The 66th Berlinale is approaching – time for a closer look on who will be awarding this year’s short film prices: Avi Mograbi, filmmaker from Israel and part of our International Short Film Jury, talks about his personal and professional background, motivation and his new film Bein gderot (Between Fences), shown at Berlinale Forum this year.
Carlotta Löffelholz: Your films always have a political motivation, how is your relation to non-political films? Are there non-political films?
Avi Mograbi: I have no problem with films that are not political or are not necessarily reflecting on the political, if they are good films, if they are interesting and leave a mark on me, I will be happy to watch. I don’t like films that are superficial and leave no mark on me. Maybe all films are political, but everything we do or say is political. I make my films and they are indeed political or deal with politics.
CL: I would like to know how you started making films. You studied art, what made you choose film as a medium to express yourself?
AM: It was not clear that I was going to make films. I was born to a cinematic family; my father had one of the biggest cinemas in Tel Aviv, the Mograbi Cinema. When I was a teenager I did want to become a filmmaker, probably a very different one as I turned out to be. Then I went to study Art and eventually realized that I maybe was not going to be an artist. I started dreaming of making films again, and when I did start to make films they turned out indeed very differently from what I dreamt of when I was a teenager.

CL: In your films, you tend not to care too much about taboos. Where is the limit? Or how do you know how far you can go? Have you ever experienced censorship?

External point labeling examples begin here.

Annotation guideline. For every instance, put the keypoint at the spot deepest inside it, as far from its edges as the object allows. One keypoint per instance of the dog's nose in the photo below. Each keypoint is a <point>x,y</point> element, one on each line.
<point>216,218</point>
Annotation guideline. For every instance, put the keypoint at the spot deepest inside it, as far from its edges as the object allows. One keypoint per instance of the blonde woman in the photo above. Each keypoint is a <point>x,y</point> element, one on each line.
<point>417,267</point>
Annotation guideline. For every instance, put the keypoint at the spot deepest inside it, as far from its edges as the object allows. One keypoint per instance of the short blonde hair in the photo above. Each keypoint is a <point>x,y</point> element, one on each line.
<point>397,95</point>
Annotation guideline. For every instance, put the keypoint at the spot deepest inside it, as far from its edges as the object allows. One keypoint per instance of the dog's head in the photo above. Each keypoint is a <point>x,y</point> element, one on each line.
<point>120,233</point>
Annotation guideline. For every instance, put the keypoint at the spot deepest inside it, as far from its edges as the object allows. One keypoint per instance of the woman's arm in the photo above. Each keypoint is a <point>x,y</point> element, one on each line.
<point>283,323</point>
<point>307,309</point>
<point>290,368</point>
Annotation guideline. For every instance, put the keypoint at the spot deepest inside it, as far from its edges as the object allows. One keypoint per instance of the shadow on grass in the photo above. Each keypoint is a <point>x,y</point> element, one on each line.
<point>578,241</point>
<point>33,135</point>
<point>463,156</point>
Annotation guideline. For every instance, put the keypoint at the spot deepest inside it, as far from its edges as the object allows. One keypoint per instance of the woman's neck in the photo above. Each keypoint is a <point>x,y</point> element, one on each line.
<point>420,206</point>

AM: I am not sure if my films really deal with taboos. I think my films deal more with responsibilities. I make films about issues to call on people to take responsibilities for what they are doing or what is done in their name. In order to take responsibility one has to acknowledge what is going on or what has happened. My films try to provide certain acknowledgement concerning our identity and history, meaning Israel’s identity and history. I’ve experienced very few instances of censorship. I think worse than censorship is when the public ignores your work and this is something I have experienced more, especially in Israel. Censorship makes you feel that you are doing something right, touching a nerve, but when you are ignored, well…

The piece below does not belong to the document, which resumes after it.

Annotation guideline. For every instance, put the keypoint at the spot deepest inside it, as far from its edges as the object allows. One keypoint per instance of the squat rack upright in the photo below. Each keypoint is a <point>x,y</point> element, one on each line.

CL: How do you distribute your films? On your website, you offer to rent or download your films and even publish some films publicly available, what is your intention?
AM: My films go through normal distribution channels, cinema, TV broadcast, DVD release, and I make them available for download on my website. Through that I’m trying to reach audiences who missed my films on TV or cinema or the films have not reached their territory or are not aware of their existence. But reaching wide audiences via Internet is a full time job and I’m not very good at it.

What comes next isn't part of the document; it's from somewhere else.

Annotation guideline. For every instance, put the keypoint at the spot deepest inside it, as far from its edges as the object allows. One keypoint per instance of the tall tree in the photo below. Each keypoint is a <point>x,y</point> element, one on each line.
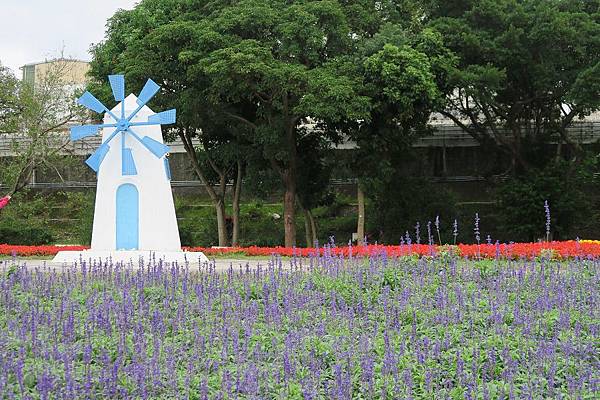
<point>527,70</point>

CL: How do you show your films in Israel? Are there cinemas screening them?
AM: My films are normally broadcasted in Israel on a tiny documentary cable channel (Channel 8) and they do selected cinema take screenings, but none of my films was ever commercially released in Israel so it’s a very modest distribution in Israel.
CL: Your new film Between Fences has been selected for Berlinale Forum this year, I haven’t had the opportunity to watch it, but as far as I’m concerned it deals with another medium to build cultural bridges: theatre. How did you experience the interaction of film and theatre?
AM: Chen Alon and I started a theater workshop with asylum seekers in an open, open in brackets, detention center in the desert where the asylum seekers are summoned in order to put pressure on them to leave Israel and go back to their countries where they face death, genocide and imprisonment. So first and foremost we started this workshop as a kind of activist activity. Chen is very experienced in working with non-actors in the method founded by Augusto Boal, the Brazilian theater director and legislator. The method is called “Theater of the Oppressed”. Personally, I am not so crazy about theater but I wanted to work with asylum seekers and hear their stories and see how they reflect on us, the Jewish and Israeli ethnos. So eventually what happened was that Chen made a play out of it which is running now in different French theaters in Israel and I made a film out of making of the making of the play. By either medium we tried to capture what the asylum seekers have to tell us about the reality they have to face and our role within this reality.
CL: You deal with topics that have always been relevant to humanity and currently are in the center of attention again, how do you approach such big themes as refuge, war and identity?
AM: The truth is I don’t deal with big things as a starting point, I approach corners in my reality that I think need a little more light shed on, and in retrospect some of these stories encapsulate within bigger themes, but this is not what I’m looking for, this is not how I start a project. In my new film Between Fences, the starting point was a feeling of surprise of estrangement to the fact that asylum seekers are not welcome in Israel – a state that was founded to provide shelter to asylum seekers after World War II. I felt it was strange that people who fled atrocities in the past cannot empathize with people who are fleeing atrocities in the present.
CL: Do you have a dream?
AM: Oh yes, I do have a dream, I dream that we all dance together and drink and eat and love each other and care for each other and dream that it’s all true.